United StatesUnited States Beethoven, Fidelio: Soloists, Cincinnati Opera, Jun Märkl (conductor), Aronoff Center, Cincinnati, Ohio, 7.7.2016. (RDA)

Finale of Fidelio at Cincinnati Opera
Photo: Phillip Groshong


Leonore: Christine Goerke
Florestan: Russell Thomas
Rocco: Nathan Stark
Don Pizarro: Nmon Ford
Marzelline: Laura Tatulescu
Don Fernando: Daniel Sutin
Jacquino: Thomas Blondelle


Conductor: Jun Märkl
Stage Director: Chris Alexander
Scenic Designer: Robert Dahlstrom
Costume Designer: Rebecca Senske
Lighting Designer: Thomas C. Hase
Hair and Make-up Designer, James Geier

Beethoven’s decade-long struggle with Fidelio began in 1805, when he penned the first notes to his Fidelio Overture, Op. 72. It ended nine years later, as the aging and by-then-deaf composer put the finishing touches on the last of the three overtures he would write for his only opera.

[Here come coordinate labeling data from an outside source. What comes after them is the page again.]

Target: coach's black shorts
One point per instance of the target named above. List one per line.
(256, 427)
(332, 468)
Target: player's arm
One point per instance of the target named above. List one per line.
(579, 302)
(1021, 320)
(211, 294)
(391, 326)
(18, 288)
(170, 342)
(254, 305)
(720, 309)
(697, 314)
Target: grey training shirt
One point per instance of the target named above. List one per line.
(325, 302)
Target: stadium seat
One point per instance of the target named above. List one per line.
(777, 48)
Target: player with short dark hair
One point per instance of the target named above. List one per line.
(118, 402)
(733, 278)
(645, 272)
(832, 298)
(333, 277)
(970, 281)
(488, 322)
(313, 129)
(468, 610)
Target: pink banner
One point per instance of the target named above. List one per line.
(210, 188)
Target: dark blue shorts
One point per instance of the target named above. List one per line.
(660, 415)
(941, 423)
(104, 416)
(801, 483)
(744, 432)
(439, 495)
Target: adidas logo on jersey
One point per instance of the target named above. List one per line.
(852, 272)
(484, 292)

The libretto, by Joseph Sonnleithner, embodies the political ideas and ideals of the time and extolls the praises of Leonore, the wife whose husband unjustly languishes in a dungeon for political prisoners, and who puts her own life on the line to rescue him. Fidelio never fails to rouse the emotions with its emotional story, its iconic characters, and sublimely beautiful music.

As Leonore, the American soprano Christine Goerke delivered on every count. She is a purposeful, committed singing actress, convincing at every turn of character. She can also summon both the concentrated outpouring of sound demanded in the duets with Rocco and Florestan, and the melting legato in the adagio section of “Abscheulicher, wo eilst du hin?” Hornist Christopher Philpotts lovingly played the crucial obbligato that accompanies this aria.

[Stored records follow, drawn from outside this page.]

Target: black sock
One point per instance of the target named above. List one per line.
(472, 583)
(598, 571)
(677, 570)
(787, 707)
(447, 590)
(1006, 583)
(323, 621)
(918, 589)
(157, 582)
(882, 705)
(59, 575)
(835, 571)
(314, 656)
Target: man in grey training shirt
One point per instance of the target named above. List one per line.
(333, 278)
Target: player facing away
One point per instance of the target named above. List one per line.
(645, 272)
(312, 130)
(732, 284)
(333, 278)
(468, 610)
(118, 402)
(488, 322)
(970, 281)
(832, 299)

Though he has made several Cincinnati appearances, the fine singer Russell Thomas was unexpectedly commanding in the role of Florestan on Friday night. Where many a tenor comes to grief in this music, Thomas shone with a clarion top voice, especially in his intelligent delivery of his “Gott, Welch’ Dunkel hier!

Nathan Stark was a noble Rocco, using his fine basso cantante generously, and balancing the the role’s humor and pathos with taste and dignity. The roles of the young Marzelline and her infatuated beau Jacquino were perfectly cast, with (respectively) Laura Tatulescu and Thomas Blondelle visually and vocally charming.

The impressive bass Nmon Ford was the villainous Pizarro, and bass-baritone Daniel Sutin was an elegant Don Fernando—the latter a deus ex machina whose last-minute arrival saves the day.

The Cincinnati Opera Chorus sang movingly in the interlude “O welche Lust!” and in the finale, and conductor Jun Märkl led the orchestra with a firm command of the score’s grandeur and humanity. The physical production—designed by Robert Dahlstrom and directed by Chris Alexander—is first-class, and effortlessly vaults the setting into the present. Altogether this third production of Cincinnati Opera’s 2016 season is another triumph.

Fidelio is the mother lode of Romantic operas, embodying the political and humanistic ideals of its composer and of its time. It gives an impassioned cry for the rights of man—a cry that resonates to this day for all of us in our conflicted, troubled world.